Le train des Bergeronnes

Jeune adolescent, le rêve de ma vie était de devenir conducteur de train. Hélas, à ma connaissance, aucune locomotive n'avait jamais traversé la Côte-Nord. Mais je fis un rêve étrange où avec mon frère François Guay, je découvrais une section abandonnée d'une voie de chemin de fer dans les champs en arrière de chez Nazaire Gagnon. Dans mon rêve, mon père (Marcel) nous expliquait que monsieur Léon Jean avait été choisi comme garde-barrière et que Baptiste Jean était le chef de train. Le convoi faisait une halte en arrière du cran à Alexandre. Je m’imaginais le sifflet du train porté en écho dans le paysage et les panaches de vapeur lors de la traversée du village.

Pourtant, tout cela aurait bien pu arriver. En janvier 1885, L'Écho des Laurentides annonçait un projet gigantesque : la construction d’un chemin de fer sur notre Côte-Nord entre Québec et Belle-Île au Labrador pour une longueur de 719 milles. L'objectif était de rapprocher d’Europe les grandes villes de l'Amérique en raccourcissant la traversée de l’océan à trois jours et en ne perdant la terre de vue que pendant une seule journée. On prévoyait aussi un embranchement à partir de Bersimis vers Chicoutimi.
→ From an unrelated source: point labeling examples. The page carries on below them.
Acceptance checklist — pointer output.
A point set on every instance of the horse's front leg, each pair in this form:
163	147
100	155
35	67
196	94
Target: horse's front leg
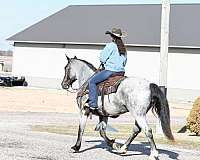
82	123
102	130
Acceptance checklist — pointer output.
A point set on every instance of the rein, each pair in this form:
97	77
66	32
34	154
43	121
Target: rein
84	85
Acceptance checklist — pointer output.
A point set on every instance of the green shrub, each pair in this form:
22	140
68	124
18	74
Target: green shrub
193	120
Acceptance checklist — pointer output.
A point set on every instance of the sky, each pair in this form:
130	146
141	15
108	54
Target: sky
16	15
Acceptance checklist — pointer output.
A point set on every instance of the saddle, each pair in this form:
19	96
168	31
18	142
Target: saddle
106	87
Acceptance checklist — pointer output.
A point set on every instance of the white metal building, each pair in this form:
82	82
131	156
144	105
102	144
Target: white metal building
40	50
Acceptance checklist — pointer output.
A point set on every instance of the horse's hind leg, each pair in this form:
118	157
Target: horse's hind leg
142	122
82	123
102	130
136	131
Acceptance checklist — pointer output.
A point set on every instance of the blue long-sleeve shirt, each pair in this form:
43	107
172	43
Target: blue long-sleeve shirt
111	58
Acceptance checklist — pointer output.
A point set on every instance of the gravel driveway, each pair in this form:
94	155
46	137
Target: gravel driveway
18	142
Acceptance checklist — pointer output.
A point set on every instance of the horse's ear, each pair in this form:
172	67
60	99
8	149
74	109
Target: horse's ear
67	58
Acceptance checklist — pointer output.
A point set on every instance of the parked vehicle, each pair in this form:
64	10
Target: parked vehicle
10	81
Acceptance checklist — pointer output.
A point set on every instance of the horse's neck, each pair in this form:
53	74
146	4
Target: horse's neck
84	74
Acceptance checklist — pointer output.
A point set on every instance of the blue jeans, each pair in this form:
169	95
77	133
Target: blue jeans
97	78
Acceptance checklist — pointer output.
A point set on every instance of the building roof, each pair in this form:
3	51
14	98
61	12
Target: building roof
86	24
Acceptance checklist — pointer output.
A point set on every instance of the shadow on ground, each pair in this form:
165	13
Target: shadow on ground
134	149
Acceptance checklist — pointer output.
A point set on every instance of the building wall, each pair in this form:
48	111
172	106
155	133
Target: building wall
44	67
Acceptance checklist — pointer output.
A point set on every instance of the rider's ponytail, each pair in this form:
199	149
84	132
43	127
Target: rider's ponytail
120	45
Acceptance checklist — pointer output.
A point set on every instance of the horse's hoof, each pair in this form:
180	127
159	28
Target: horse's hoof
122	150
74	149
116	146
153	155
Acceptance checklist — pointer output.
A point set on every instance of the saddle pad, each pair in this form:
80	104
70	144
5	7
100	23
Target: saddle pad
106	87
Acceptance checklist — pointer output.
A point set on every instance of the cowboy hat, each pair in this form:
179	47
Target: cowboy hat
116	32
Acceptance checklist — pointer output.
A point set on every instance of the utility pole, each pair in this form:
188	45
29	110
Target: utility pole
164	42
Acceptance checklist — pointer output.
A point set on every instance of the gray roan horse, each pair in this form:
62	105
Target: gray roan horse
134	95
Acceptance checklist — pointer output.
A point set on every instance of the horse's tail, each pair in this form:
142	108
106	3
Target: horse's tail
161	107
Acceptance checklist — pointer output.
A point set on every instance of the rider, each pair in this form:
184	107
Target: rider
113	57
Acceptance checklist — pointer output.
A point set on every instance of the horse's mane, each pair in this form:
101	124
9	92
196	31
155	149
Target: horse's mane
88	64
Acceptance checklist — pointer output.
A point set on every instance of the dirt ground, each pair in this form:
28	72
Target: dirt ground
26	99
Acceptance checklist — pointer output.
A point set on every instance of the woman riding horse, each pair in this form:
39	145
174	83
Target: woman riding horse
113	57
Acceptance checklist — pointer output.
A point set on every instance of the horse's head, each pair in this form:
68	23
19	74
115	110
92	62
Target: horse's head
70	74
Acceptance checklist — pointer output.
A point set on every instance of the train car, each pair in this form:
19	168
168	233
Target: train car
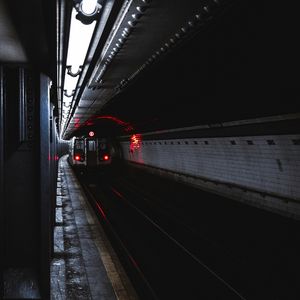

La voie était prévue sur le plateau entre la ligne des hautes marées et le pied des montagnes qui varie d’un demi-mile à deux milles sur la Côte-Nord. Le fleuve assurant le transport des matériaux et des ouvriers et le bois se trouvant sur les lieux de construction, le projet pouvait être réalisé à un coût raisonnable, sans subvention, en dix-huit mois environ. La seule grande difficulté étant la traversée du Saguenay, mais un bateau-passeur ferait très effectivement ce service.

Le 26 janvier 1911, le Progrès du Saguenay rapporte que des hommes d'affaires sont toujours prêts à réaliser un projet de train sur la Côte-Nord en lui procurant un immense avantage au point de vue agricole, industriel et commercial.

Bien plus tard, en 1956, le Conseil de Ville de Chicoutimi soumet encore un mémoire appuyant un projet de chemins de fer devant relier Baie-Comeau à Chicoutimi-Nord. Mais dans l'édition du 7 avril 1960, l'historien Mgr Victor Tremblay constate que tous ces projets sont désormais définitivement relégués au rang de rêves.